Consider this a 1.0 release! The format is now frozen.

It was just going to be 1.3 but I noticed that 1.2 came out 4 years ago so I thought 2.0 was in order. I did prepare 1.3 in the repository but then I just tagged it again with 2.0.

There aren't really many tunables left so I dropped the flags field and made the OP_SINGLE_SPLIT value tunable. It doesn't make much difference anyway.

This is now a modular Java 11 project using my common java.make. I'm also using it to work on adding junit(4) testing to the java.make system. I may split out java.make into jni.make, java.make, junit.make, and so on. tuning it so haven't rolled it back into the base yet.

As usual the Delta-Z home page has download links and other snot. code.zedzone.au houses a browsable copy of the repository; which now uses git. q

Update: I decided to update the javadocs, as they are. The interesting page is the DEZFormat class which defines and describes the format.

These initial links may not be long-term stable as I will possibly look at a unified javadoc build across all my java projects. And I really need to do something about the blinding default stylesheet. My eyes! My EYES!

Update: I couldn't put up with it so I fixed the stylesheet. This time I used some Workbench 2.0 colours but without the 3D borders. Came out quite nice. I filled out the api documents somewhat as well.

Tagged dez, java.
Wednesday, 24 April 2019, 12:39

Source Code Browser

I've just installed a source code browser on code.zedzone.au and re-added Code back to the main menu of most pages.

I'm using a slightly hacked up version of gitweb. I needed to add a bit more structure and style stuff to get the look I wanted and disable some junk I didn't need. Some more Commodore colourations for a bit of fun.

This is still work in progress and i'm still trying to decide how i'll manage the repositories but hey it works. I'll be slowly migrating all my projects over to it over time. Any java projects will become modular projects first. I'm not bothering to keep any history because I don't need it.

Tagged jjmpeg, nativez, opencl, zedzone.
Wednesday, 24 April 2019, 04:10

libeze 2.0, 1.1

I had a few fixes I did ages ago I thought I should push out. Mainly some stupid list errors.

I also redid the tree api such that a version bump was required. The changes are sore of either/or and add an extra argument to several functions but it was for some consitency with the list api (no allocations, static init) and I found some intersting uses for changing the comparison function at search time while working on playerz.

The software is on the libeze page as usual. I also added a CHANGES file with the release notes/changelog.

Weeks ago I also did a lot of other experiments and played with ideas but they never fully formed. Support for more sophsiticated serialisation, elf stuff, and lots of experiemnts with memory and pool allocators. Just can't make a decision on those and I forgot where they were at so who knows.

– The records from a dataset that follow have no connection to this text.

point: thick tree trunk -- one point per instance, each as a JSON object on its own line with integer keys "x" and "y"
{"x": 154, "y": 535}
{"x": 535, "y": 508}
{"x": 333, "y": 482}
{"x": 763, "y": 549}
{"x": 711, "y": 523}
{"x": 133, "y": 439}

I haven't done it for libeze yet but i've started moving my projects to using git. I don't really like it (the commands are often obtuse and the documentation isn't user oriented) but CVS support is starting to wane quite markedly in modern tools. Sigh.

Tagged hacking, libeze.
Tuesday, 23 April 2019, 03:14

Big Easter Software Bundle!

After basically spending the entirety of Easter (a 4 day holiday here in Australia) plus half of today I've packaged up and released a big ol bunch of stuff.

NativeZ 1.0 is an updated version of CObject which is portable and modular. I've moved my other projects to use it rather than their own copies which had evolved and diverged over time.

jjmpeg 4.0 is updated to use NativeZ as described on the previous post. There are also a bunch of bug fixes and small improvements. It now includes a module for some demos.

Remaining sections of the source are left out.